The Summer Queen
Page 11
The Summer swung around without breaking stride. “Watch yourself, Motherless! I’ve got better things to do than teach you how to walk.”
“Like teach yourself some manners?” Tor spat.
“Parasite.” He turned his back on them and trudged on down the alley.
Tor flung an obscene hand gesture at his retreating back. Fate’s hand reached out, searching for her arm; caught hold of her. Tor forced herself to relax, muttering under her breath. She turned back again, and they went on toward Fate’s door. “They should all drown, the fisheaters. Then we wouldn’t have any trouble.”
“You think not?” Fate said, her voice gently mocking. “Who would you hate, then?”
Tor took a deep breath. “All right, so I don’t hate them. They’re our cousins. We all need each other to survive. All our sins went into the Sea with the Snow Queen, and now we’re all one.…” She repeated the litany of the Summer Queen’s propaganda, the supposed will of the supposed Sea Mother. “But by all the gods, I don’t know who ever said fish was brain food.”
Fate laughed, and was silent again, lost in her own thoughts. Tor led her on down the alleyway. The Winters endured the Summers’ cyclical invasion, knowing there was no real choice. Winters and Summers had always needed each other to survive, and the ancient rituals they shared gave them enough common ground to get by. Her people waited out High Summer with the patience of exiles, secure in the knowledge that the offworlders would return at the first possible moment, bringing back to their descendants, if not to them, the sophisticated comforts to which they had grown accustomed.
But even though clan ties and traditional religion had left them blueprints for peaceful coexistence, the culture-wide shockwave of the Change still left them with ugly petty confrontations. Winters who had lost all sense of their heritage over the hundred and fifty years of offworlder rule, and newly arrived Summers, wary unwanted guests in the territories of their distant relatives, still cursed each other and had fistfights in the half-empty streets of Carbuncle, even after eight years.
The problem would get worse before it got better, if it ever did, because the new Queen’s unorthodox changes heightened all the old tensions. The coming of the Summers was a gradual thing, and that was probably all that saved their world from complete anarchy. In another decade this city would be teeming—in a completely different way than it had been when the offworlders filled its streets, but teeming nonetheless, just like the rapidly thawing countryside beyond its walls.…
“Here we are,” Tor said.
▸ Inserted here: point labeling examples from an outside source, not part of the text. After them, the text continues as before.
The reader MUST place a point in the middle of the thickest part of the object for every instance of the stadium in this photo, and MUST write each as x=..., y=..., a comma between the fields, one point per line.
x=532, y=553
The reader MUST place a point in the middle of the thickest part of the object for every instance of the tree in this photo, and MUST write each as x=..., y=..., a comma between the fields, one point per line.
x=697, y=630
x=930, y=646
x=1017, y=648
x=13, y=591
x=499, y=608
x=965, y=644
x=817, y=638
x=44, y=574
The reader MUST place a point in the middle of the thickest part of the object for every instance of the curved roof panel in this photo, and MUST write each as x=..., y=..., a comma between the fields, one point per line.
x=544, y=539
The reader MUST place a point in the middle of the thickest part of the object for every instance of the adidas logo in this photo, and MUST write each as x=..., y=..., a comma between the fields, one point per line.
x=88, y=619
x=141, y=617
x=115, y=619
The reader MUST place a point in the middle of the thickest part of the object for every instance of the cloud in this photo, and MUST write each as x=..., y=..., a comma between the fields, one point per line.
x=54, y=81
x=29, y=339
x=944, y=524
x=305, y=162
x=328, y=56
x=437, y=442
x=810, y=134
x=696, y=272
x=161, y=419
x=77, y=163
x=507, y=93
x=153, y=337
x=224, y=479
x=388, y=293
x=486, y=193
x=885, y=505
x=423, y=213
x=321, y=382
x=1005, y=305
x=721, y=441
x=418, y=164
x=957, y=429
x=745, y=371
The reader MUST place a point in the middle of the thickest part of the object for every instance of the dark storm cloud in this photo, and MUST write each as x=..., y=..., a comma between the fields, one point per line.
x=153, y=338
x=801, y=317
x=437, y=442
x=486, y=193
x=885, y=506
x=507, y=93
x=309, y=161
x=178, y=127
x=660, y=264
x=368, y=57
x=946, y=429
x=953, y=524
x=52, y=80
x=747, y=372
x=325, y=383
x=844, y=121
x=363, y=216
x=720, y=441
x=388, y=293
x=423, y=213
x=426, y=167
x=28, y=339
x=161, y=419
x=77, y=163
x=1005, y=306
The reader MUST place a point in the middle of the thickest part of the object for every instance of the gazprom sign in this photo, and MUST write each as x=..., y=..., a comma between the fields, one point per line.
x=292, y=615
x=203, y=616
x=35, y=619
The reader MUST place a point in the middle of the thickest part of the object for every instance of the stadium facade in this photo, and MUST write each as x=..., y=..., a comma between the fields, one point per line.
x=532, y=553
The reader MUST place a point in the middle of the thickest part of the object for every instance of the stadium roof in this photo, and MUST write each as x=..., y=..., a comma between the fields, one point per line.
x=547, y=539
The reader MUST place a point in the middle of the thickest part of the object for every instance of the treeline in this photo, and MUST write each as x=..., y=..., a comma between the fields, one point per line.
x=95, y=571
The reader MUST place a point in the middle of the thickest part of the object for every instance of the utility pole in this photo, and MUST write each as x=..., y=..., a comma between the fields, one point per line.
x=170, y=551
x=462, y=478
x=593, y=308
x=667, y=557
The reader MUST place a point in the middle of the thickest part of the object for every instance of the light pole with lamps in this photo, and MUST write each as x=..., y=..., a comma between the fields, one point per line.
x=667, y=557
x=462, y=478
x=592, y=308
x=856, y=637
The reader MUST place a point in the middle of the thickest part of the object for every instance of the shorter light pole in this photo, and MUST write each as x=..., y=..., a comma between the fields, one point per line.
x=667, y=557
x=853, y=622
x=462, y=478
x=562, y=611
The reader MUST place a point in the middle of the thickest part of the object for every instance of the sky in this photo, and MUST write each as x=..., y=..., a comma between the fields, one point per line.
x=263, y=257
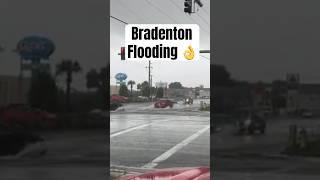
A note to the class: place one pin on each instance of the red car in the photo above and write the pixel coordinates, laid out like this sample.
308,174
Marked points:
163,103
118,99
200,173
26,116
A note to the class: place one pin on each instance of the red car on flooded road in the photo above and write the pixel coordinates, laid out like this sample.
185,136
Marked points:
163,103
200,173
118,99
25,116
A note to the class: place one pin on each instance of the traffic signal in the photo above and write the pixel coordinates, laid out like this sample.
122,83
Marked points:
188,6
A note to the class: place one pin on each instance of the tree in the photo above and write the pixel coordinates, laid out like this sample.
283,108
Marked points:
98,80
175,85
131,83
43,93
160,92
123,91
68,67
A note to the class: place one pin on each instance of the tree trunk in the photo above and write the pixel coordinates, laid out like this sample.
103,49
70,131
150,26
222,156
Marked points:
69,80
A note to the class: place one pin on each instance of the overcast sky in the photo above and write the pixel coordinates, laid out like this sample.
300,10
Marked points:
78,28
262,40
159,12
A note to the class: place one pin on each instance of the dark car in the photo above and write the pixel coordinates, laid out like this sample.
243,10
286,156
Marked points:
114,106
163,103
18,143
188,100
252,124
23,115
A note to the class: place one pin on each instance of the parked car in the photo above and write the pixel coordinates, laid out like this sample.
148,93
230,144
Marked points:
252,124
163,103
19,143
25,116
188,100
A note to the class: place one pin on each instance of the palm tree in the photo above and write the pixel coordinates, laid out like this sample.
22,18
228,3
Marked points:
68,67
131,83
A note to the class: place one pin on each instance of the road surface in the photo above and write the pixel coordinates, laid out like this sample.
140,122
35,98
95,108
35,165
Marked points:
72,154
145,137
259,156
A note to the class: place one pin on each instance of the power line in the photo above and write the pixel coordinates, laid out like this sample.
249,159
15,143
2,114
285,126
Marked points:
160,10
192,19
204,20
128,8
118,19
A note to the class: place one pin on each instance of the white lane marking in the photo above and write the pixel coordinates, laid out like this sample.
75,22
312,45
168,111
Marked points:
112,135
129,130
176,148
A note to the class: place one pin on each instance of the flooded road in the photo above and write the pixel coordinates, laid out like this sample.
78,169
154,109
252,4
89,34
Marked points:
146,137
258,156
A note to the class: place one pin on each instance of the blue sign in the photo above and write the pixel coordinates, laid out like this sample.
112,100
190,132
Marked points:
121,77
35,48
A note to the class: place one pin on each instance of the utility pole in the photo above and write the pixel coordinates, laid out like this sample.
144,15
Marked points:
149,78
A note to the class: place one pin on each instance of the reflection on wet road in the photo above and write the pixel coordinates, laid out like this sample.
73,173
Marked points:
258,156
142,136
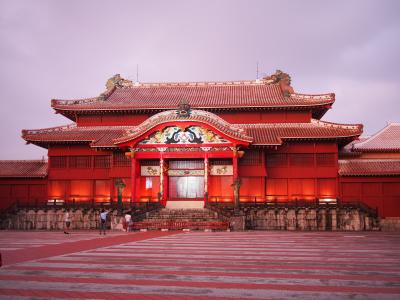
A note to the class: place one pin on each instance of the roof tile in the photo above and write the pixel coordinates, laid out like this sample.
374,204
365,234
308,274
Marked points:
23,168
386,140
369,167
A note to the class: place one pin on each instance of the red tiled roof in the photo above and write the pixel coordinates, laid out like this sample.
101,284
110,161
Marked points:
260,134
97,136
23,168
275,133
203,95
386,140
369,167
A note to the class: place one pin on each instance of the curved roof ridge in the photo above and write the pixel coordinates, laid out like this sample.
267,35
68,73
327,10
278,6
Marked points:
194,115
376,135
24,160
50,129
201,83
350,126
304,124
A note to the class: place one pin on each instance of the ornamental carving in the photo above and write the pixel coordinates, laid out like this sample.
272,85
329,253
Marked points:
185,172
221,170
118,81
277,77
189,135
150,170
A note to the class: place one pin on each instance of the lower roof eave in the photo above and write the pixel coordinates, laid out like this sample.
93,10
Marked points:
371,175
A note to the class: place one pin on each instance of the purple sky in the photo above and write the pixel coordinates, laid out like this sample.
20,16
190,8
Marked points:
68,49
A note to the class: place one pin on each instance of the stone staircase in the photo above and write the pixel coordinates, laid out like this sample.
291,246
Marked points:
181,219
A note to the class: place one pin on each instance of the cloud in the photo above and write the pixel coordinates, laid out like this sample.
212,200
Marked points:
68,49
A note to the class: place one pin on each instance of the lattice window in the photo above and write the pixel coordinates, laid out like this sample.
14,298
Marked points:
150,162
102,162
301,159
80,162
58,162
326,159
251,158
120,160
277,160
220,162
186,164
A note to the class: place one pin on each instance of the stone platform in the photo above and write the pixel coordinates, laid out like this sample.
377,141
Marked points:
222,265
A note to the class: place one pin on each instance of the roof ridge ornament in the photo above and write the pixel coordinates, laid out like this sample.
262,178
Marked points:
184,109
284,81
118,81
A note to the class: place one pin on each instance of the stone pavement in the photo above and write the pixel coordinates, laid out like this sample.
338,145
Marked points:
198,265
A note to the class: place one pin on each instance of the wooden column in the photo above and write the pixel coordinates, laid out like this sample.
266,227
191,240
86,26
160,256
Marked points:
236,180
205,178
133,179
161,193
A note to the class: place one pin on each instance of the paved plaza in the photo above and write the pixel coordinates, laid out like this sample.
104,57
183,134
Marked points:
200,265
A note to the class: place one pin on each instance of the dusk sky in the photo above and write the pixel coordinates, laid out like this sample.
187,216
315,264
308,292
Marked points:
68,50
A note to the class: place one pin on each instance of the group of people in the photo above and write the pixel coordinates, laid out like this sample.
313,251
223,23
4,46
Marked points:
127,222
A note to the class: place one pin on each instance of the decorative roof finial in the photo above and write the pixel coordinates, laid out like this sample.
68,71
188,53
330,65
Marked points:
283,79
118,81
183,109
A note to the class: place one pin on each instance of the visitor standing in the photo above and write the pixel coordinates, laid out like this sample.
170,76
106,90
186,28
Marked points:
128,221
67,222
103,221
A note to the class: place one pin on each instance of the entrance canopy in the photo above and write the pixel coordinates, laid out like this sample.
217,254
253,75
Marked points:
184,130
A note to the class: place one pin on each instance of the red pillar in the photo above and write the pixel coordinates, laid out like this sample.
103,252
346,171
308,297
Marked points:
162,178
205,178
133,180
235,172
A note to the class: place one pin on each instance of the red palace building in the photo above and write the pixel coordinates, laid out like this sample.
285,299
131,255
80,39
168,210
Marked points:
186,144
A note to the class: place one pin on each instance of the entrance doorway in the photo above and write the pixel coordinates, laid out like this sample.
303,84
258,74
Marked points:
186,184
186,188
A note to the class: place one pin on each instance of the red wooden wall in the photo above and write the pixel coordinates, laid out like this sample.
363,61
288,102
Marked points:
23,191
377,192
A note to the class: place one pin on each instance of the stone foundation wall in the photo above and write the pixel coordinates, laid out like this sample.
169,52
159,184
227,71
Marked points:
310,219
54,220
390,224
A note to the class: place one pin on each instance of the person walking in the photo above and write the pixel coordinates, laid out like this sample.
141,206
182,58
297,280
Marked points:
67,222
103,221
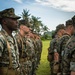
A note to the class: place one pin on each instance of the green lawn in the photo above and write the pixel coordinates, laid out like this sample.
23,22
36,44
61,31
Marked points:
44,68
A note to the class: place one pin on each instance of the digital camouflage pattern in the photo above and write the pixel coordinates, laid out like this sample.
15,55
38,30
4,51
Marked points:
61,45
69,56
4,55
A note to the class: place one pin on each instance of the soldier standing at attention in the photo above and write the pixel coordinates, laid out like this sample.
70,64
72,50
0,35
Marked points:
69,54
9,55
21,40
53,48
63,40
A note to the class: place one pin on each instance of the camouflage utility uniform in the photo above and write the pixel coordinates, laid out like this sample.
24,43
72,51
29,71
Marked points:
61,45
9,55
69,56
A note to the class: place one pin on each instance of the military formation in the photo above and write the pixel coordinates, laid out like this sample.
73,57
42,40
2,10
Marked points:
20,54
61,52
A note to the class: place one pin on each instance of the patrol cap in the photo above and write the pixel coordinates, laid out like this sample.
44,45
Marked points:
73,20
8,13
69,22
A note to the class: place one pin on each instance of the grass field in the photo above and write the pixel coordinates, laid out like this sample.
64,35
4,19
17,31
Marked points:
44,68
She hesitated as Fate found her way up the single step to her door and unfastened the lock. “Will you be all right if I leave now?” Usually she stayed, and they shared dinner, although she knew Fate was perfectly capable of getting around her home and former shop alone. Sometimes after the meal Fate would play her sithra and Tor would sing, old songs about the sea, new songs about the stars; songs with long memories that carried them both back to better days. Neither one of them liked spending endless evenings alone, although neither one of them had ever spoken of it. But tonight she felt as restless as the large gray cat that wound around Fate’s ankles, yowling with impatience. “I think I’ve got to scratch an itch tonight.”
“Yes, I’ll be fine.” Fate nodded. She leaned down to pick up the cat, stroking its fur, scratching it fondly under the chin. “I think Malkin and I only want to sleep tonight, anyway. It’s been a long…” She broke off, and didn’t say what had been so long.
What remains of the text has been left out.